There was no Somaly Mam to help Somaly Mam. How did Somaly Mam help herself? How did she learn to banish silence?


She was born in about 1970 or 1971 in a village inhabited by a dark-skinned mountain tribe that was scorned by the lowland Khmer. The upheaval of the Vietnam War was followed by the murderous strife of Pol Pot's dictatorship. Her parents disappeared, then so did her grandmother.


She was a child on her own in a culture where children are "a kind of domestic livestock," she writes, and where "there is only one law for women: silence before rape and silence after."


"I remember one day I have been raped by a man," she says in an interview while awaiting Schakowsky's return from a vote in Congress. "I just want to run away home. I want to talk to people, have them to know. But when I need people to help me, no one help me. So I keep silence."


A man who claimed to be her grandfather enslaved her as a servant in his house. Then he sent her to a brothel. There, she says, her will was broken. She stopped feeling, stopped caring or hoping. But she found she still cared for the new girls arriving all the time -- girls who were still alive inside.


What saved her was the possibility of saving others. She could speak up for them, even if she did not feel worthy to speak up for herself.
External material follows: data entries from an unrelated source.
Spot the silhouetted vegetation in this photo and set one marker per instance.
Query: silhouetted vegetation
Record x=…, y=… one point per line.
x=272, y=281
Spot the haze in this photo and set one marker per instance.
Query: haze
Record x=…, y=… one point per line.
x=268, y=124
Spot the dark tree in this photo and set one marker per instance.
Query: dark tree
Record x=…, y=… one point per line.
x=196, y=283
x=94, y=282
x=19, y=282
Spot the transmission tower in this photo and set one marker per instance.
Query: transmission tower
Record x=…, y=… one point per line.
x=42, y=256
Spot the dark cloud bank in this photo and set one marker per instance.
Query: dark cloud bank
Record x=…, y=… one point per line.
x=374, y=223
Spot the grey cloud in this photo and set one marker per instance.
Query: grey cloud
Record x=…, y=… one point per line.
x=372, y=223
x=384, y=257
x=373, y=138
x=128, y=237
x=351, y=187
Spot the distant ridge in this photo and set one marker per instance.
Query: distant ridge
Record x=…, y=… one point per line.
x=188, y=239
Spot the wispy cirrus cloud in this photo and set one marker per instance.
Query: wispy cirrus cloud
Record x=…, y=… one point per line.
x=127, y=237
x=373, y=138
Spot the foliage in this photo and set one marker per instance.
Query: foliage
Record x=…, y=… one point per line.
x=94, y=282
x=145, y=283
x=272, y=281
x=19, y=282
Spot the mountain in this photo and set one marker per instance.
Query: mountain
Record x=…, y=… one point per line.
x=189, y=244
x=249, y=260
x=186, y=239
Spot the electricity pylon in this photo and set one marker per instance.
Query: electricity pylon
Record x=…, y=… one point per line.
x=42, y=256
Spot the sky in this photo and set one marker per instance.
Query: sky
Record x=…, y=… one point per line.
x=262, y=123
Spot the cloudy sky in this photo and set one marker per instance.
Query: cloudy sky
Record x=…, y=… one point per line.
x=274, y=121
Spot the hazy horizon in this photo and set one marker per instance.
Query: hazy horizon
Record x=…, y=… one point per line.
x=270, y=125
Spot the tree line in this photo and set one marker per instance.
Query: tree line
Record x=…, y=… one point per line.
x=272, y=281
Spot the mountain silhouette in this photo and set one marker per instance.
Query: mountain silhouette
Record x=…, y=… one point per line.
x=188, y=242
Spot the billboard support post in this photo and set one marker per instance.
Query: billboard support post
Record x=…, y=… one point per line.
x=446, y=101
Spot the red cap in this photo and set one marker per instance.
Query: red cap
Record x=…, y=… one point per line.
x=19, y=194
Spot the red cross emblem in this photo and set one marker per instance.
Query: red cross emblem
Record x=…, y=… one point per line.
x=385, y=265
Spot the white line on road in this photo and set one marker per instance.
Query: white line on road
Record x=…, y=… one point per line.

"I think that experience make me stand up," she continues, tears coming to her eyes. "Something happen to me I didn't want to happen to the girls. I didn't want to happen to another one. Because it's not easy to survive it."


Mam began by helping a pair of new girls from the country escape the Phnom Penh brothel where Mam herself was a prisoner, working to pay off the debt owed by her "grandfather" to the brothel owner. Then Mam was lucky enough to be picked up by a client who was a Swiss humanitarian worker. He was yet another john, but he was not violent, and he eventually gave her a present of enough money to help out more girls.


Mam met more foreigners, and in about 1991 became the girlfriend of a French relief worker who spoke fluent Khmer, and whom she eventually married. She got work cleaning houses and hotels. Her husband respected her more than she respected herself. She thought he was "crazy" to insist that she make her own decisions and "do whatever I want."


She learned to look people in the eye. She realized she had rights. She stopped keeping silent.


She and her husband had two children and adopted a third, but their marriage fell apart a few years ago.

In 2004, Mam and her staff helped launch a police raid against their biggest brothel target yet, a hotel in Phnom Penh where 200 women and girls worked. The owners had powerful connections. She and her staff received death threats. A mob of men broke into one of Mam's shelters and carried off 90 women and girls who had taken refuge there, she writes. Mam never saw them again.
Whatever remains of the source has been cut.